Investigador Responsável: Maria Pacheco Figueiredo
Duração: 2020 – 2021

Membros da equipa
do CISeD

Carlos Pereira

Entidades financiadoras:
CGD; PV

Têm-se colocado vários desafios ao Ensino Superior Português e Europeu, situando-se muitos deles na arena pedagógica. Embora a Pedagogia no Ensino Superior não seja uma área muito aprofundada, existem estudos, iniciativas, projetos e estruturas de grande qualidade no contexto nacional. Parte importante dos avanços na área tem resultado da análise, partilha e discussão sistemática de práticas que tem corporizado várias publicações e sustentado várias intervenções em Portugal e internacionalmente. O EQuIPES – Estudo de Qualidade e Inovação Pedagógica no Ensino Superior pretende contribuir para esse corpo de experiências e estudos que permitem compreender e melhorar o ensino e a aprendizagem nas instituições de Ensino Superior, a partir da análise de práticas no Instituto Politécnico de Viseu em comunicação com parceiros. Baseado em projetos do próprio Instituto e a nível nacional, o EQuIPES propõe-se a caracterizar a forma como se ensina no IPV e quais os apoios e constrangimentos reconhecidos pelos docentes às suas práticas pedagógicas. Desse diagnóstico, pretende-se avançar para a identificação, caracterização e discussão de práticas de qualidade, nomeadamente relativas a aprendizagem ativa, que corporizem inovação pedagógica.

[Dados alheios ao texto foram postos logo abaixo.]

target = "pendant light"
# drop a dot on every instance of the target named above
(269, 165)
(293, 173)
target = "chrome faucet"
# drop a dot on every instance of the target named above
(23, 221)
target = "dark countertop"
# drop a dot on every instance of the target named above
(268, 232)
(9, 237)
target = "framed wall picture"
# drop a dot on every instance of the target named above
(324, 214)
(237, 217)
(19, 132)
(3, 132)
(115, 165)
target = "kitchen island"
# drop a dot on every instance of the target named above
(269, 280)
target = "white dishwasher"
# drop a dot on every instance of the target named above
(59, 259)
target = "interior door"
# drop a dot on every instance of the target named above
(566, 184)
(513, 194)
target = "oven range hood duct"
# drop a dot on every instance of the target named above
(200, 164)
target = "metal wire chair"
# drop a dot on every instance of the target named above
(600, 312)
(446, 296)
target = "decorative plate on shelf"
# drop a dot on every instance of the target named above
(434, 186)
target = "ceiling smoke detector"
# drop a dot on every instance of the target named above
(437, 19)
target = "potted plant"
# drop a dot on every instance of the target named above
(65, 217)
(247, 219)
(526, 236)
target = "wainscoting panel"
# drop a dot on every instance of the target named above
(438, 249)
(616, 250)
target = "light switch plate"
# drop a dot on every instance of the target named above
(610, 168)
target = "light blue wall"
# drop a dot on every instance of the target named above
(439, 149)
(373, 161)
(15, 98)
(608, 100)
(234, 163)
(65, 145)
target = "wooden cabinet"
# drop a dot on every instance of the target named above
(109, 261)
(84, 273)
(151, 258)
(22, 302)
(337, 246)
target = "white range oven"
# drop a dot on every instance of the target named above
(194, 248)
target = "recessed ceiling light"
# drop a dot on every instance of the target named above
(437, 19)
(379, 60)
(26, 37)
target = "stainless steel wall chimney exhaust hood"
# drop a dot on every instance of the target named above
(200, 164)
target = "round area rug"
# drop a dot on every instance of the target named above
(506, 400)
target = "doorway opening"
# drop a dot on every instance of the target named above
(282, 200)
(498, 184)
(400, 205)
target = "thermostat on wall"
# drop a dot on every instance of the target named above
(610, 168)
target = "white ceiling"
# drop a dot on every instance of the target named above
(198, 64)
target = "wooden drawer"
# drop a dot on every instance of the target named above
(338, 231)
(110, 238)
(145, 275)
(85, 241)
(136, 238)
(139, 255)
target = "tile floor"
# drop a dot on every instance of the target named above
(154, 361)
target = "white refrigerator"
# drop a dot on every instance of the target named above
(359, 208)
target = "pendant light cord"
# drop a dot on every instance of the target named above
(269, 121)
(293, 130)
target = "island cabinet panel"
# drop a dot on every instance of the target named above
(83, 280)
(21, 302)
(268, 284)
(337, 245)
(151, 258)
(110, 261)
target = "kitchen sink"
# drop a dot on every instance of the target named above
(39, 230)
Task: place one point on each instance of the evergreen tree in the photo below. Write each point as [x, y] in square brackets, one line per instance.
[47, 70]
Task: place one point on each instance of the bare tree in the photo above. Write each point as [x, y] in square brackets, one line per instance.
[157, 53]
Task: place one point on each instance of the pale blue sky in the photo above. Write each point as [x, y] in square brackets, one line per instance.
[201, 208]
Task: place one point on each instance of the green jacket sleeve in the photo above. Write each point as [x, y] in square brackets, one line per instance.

Por aprendizagem ativa entende-se um conjunto de práticas flexíveis, que procura o envolvimento dos estudantes, por meio do uso de abordagens que deslocam o centro das atividades do professor e que recorrem frequentemente a tecnologias digitais. Essas práticas, substanciadas em registos vários e análises aprofundadas e participadas por vários intervenientes, são partilhadas e discutidas com a comunidade próxima e alargada. O estudo adota uma metodologia mista. Inicia-se com um inquérito por questionário abrangendo todo o IPV que é acompanhado por uma observação direta de espaços utilizados para o ensino, registados em grelha de observação própria. Na segunda fase, identificam-se os estudos de caso a realizar, de práticas pedagógicas com abordagens de aprendizagem ativa, que se pretende caracterizar e analisar, com recurso à perspetiva de peritos externos, em equipa. Os docentes envolvidos nesses estudos de caso são convidados a organizar a partilha dessas práticas em espaços de formação inter-pares abertos aos docentes do IPV e à comunidade, novamente acompanhados de intervenções dos peritos.
Com esta abordagem, pretende-se contribuir para a visibilização da Pedagogia no Ensino Superior, associada à construção e utilização de abordagens de aprendizagem ativa.